There are multiple pathways for intervention that can be activated during the unique COVID-19 crisis, which call for creative solutions to age-old problems made complicated by social distancing rules and lockdowns. Telecounselling and telepsychiatry, previously much maligned due to the perceived efficacy of face to face interactions, have experienced a resurgence in the pandemic (Kannarkat et al. 2020). However, there are most certainly ethical and boundary issues surrounding these developments. Therefore, it is incumbent upon nation states and health authorities to jointly form steering committees to produce Standard Operating Procedures and fallback face to face alternatives for emergency situations. Counselling and psychology interventions can boost psychological mindedness, which have been shown in previous research to be efficacious as a partial mediator of the relationship between dysfunctional coping styles and depressive symptoms (Pang et al. 2020b). To combat the difficulties of having long psychotherapy protocols, obfuscating service delivery, there has been an ultra-brief psychological interventions module created in the midst of the COVID-19 crisis, that has been piloted amongst undergraduate students and frontline healthcare workers (Pang et al. 2020c). A timely and concise psychological intervention has been proven to be an effective tool in assisting those affected, and could be promoted as one of the important healthcare strategies in Malaysia’s quest to strengthen its national resilience (Francis et al. 2020; Sulaiman et al. 2020).

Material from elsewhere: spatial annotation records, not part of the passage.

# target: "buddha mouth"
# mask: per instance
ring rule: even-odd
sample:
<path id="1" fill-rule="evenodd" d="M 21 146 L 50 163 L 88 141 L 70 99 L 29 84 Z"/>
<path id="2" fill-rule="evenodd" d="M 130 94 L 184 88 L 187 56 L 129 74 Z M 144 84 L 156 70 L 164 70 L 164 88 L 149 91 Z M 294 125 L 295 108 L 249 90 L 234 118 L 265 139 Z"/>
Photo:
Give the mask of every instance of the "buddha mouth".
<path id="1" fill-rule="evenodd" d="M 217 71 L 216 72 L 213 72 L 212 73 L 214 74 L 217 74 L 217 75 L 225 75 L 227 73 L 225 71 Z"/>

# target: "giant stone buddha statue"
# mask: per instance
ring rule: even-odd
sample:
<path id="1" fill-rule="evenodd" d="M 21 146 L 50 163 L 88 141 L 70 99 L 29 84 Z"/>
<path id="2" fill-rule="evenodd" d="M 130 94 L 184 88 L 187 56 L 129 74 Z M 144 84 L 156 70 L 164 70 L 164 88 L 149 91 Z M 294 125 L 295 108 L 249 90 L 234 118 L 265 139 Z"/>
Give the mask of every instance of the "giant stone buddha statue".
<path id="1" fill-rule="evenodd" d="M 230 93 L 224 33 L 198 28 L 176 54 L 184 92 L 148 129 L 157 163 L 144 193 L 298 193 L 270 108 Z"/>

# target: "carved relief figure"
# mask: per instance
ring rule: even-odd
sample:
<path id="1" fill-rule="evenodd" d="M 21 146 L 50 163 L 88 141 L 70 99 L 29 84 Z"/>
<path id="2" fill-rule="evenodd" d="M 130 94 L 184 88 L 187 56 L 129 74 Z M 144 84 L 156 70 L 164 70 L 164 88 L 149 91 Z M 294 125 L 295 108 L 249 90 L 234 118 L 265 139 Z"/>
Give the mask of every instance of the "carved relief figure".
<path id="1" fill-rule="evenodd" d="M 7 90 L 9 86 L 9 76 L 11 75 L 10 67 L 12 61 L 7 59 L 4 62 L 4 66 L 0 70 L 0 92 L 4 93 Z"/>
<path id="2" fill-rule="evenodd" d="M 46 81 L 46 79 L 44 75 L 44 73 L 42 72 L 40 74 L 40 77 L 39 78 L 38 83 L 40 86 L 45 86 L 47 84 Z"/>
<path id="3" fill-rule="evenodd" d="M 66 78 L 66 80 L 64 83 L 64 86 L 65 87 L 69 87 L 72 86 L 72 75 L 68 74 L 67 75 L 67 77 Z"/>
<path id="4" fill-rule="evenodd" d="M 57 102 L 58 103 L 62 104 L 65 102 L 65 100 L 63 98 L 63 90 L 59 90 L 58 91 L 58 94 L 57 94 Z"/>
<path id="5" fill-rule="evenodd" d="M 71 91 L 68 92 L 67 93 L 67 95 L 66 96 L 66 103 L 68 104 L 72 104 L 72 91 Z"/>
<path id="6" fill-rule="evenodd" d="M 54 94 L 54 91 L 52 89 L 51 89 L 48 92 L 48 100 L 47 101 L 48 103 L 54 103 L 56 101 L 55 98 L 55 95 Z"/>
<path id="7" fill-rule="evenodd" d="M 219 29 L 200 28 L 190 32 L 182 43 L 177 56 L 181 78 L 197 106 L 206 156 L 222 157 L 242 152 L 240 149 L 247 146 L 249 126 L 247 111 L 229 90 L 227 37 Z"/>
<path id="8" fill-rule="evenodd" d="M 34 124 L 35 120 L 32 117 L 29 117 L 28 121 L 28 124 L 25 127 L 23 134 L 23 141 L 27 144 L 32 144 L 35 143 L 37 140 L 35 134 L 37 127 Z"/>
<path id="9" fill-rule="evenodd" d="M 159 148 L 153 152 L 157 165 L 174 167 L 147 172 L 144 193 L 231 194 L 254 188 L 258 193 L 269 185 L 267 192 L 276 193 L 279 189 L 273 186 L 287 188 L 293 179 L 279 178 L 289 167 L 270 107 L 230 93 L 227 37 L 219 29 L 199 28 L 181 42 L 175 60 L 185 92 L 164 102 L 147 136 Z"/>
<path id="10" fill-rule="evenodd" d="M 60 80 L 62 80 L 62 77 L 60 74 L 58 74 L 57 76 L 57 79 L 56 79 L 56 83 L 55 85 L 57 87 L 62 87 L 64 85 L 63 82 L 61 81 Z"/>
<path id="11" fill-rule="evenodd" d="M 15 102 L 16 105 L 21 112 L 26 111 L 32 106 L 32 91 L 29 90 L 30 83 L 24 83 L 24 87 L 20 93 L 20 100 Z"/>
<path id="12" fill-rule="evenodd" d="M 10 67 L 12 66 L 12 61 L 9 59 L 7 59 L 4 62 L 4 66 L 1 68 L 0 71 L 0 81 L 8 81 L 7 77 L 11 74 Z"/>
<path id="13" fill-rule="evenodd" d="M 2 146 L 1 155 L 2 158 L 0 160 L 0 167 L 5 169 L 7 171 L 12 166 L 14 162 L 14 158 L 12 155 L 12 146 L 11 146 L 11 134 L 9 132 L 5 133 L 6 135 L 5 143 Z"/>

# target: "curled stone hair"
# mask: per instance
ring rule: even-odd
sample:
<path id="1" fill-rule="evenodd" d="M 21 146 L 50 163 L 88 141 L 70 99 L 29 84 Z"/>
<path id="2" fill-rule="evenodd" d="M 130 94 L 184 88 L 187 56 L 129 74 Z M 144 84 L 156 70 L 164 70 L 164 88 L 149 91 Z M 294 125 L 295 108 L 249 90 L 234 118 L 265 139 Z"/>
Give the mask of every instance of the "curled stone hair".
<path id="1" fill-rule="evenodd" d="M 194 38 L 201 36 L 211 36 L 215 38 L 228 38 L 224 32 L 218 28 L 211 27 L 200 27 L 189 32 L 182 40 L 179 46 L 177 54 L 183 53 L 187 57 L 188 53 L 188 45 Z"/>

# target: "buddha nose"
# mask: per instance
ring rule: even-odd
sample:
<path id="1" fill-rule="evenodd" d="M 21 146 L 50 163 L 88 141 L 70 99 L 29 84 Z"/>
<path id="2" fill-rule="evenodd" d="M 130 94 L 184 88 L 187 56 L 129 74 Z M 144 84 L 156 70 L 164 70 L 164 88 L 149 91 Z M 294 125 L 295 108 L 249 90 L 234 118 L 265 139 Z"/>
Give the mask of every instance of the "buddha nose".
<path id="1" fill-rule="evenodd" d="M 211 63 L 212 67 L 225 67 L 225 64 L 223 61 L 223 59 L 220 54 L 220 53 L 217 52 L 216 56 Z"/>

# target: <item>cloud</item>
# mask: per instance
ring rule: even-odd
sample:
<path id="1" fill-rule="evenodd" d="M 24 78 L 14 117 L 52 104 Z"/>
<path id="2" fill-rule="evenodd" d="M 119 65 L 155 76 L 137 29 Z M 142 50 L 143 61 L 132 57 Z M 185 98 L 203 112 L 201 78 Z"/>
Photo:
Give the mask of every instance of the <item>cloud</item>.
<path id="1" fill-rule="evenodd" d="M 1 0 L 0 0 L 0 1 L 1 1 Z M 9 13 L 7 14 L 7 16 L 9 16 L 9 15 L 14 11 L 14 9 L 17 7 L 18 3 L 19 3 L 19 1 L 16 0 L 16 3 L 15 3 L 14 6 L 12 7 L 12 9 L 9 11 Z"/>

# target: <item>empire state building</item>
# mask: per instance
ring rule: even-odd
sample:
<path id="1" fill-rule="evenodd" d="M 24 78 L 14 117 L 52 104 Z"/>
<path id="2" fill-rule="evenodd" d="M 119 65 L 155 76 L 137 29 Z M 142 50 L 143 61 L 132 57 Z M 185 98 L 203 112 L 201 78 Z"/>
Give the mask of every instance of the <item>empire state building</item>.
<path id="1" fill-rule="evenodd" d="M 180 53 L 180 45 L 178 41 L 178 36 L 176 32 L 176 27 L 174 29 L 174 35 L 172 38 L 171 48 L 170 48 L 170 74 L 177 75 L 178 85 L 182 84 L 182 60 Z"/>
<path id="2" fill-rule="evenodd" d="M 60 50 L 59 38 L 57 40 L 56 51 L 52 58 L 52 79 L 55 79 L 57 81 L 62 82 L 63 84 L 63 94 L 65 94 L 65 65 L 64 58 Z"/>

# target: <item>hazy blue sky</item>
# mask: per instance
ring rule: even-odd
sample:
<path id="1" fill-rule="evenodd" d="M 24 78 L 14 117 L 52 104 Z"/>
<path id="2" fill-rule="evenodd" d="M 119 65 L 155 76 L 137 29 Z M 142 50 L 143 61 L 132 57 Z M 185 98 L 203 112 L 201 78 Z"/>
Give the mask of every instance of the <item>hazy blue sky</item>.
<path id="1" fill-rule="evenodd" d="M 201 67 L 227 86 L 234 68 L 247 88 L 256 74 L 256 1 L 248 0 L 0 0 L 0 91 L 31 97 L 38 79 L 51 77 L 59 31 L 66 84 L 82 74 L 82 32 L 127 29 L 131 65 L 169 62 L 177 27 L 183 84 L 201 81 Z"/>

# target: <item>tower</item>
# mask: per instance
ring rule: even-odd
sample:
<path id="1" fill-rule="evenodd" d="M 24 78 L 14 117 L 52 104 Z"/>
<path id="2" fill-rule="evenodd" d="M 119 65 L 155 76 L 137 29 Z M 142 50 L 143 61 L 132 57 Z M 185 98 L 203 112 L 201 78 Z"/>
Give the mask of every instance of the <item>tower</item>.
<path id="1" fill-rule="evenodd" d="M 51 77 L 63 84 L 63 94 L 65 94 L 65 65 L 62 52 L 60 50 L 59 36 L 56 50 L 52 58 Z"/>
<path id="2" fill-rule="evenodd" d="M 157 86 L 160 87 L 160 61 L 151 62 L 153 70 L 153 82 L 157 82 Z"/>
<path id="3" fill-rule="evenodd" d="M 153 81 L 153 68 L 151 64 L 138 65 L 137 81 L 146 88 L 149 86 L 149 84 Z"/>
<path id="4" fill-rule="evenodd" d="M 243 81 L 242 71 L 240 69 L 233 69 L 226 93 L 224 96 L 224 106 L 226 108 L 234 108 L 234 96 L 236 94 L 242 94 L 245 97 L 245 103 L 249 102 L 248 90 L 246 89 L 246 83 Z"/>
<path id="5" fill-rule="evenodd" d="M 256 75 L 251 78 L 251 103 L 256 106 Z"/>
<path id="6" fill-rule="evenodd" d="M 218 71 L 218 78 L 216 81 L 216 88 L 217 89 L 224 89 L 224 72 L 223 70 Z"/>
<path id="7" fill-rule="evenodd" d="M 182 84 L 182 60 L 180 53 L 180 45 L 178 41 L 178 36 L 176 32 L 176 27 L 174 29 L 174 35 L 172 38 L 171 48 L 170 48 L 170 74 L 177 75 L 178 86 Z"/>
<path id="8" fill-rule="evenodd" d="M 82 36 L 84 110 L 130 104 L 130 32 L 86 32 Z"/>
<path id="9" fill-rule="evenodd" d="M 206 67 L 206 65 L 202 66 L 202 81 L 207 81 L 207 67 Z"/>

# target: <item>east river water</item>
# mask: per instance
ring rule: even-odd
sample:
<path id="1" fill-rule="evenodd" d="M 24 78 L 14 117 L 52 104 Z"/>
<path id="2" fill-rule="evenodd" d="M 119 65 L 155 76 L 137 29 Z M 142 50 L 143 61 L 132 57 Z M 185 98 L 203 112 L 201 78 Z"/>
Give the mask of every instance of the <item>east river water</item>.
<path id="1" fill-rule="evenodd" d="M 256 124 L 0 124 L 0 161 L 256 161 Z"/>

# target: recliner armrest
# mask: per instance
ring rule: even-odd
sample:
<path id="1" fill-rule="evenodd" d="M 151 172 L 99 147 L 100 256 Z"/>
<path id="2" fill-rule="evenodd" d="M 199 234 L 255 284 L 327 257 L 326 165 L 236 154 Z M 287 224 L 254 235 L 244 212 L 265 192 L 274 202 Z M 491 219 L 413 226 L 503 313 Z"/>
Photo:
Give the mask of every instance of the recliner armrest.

This study does have certain limitations that preclude it from being fully generalisable to all strata of society. Due to its cross-sectional nature, only associational rather than causal linkages are able to be demonstrated. Moreover, it was done in a population that was largely university educated, hence there may be difficulties in extrapolating it to a general public with more secondary levels of education. Finally, it would have been helpful to look at mediational models had measurements of coping styles or psychological process variables been performed. Due to time constraints and the fact that students had already returned to their hometowns, it was crucial the authors captured the psychological zeitgeist of COVID-19 as swiftly as possible before a second wave of infection.

This is the first study to utilise the Fear of COVID-19 scale in Malay, and it again corroborates that the extant relationships between fear of COVID-19, depression, anxiety, and stress are present in larger magnitudes in a sample population that models the general population better than the predominantly undergraduate sample in the validation study. This study also provides preliminary evidence that magnitude of fears, worries, and stress is higher significantly in a university student group compared to a general public group. As students prepare to re-enter universities in stages in Malaysia beginning July 2020, it is imperative that a public health primary prevention approach, rather than a tertiary prevention approach to reduce the burden of pre-existing depression and anxiety, be deployed upon students’ return. This will hopefully flatten the curve of the predicted second wave of increasing mental health illness and symptoms that pundits anticipate after the quelling of the physical pandemic.

Conclusion

In conclusion, this study illustrates the reality on mental health in a Malaysian university population which are affected directly or indirectly by COVID-19 pandemic. In this uncertain time, focus on health of Malaysians shall be equal, physical well-being, as well as mental health, to achieve more comprehensive coverage. Psychological interventions and online telepsychiatry should be strengthened as it could prove useful tools in managing the psychological distress.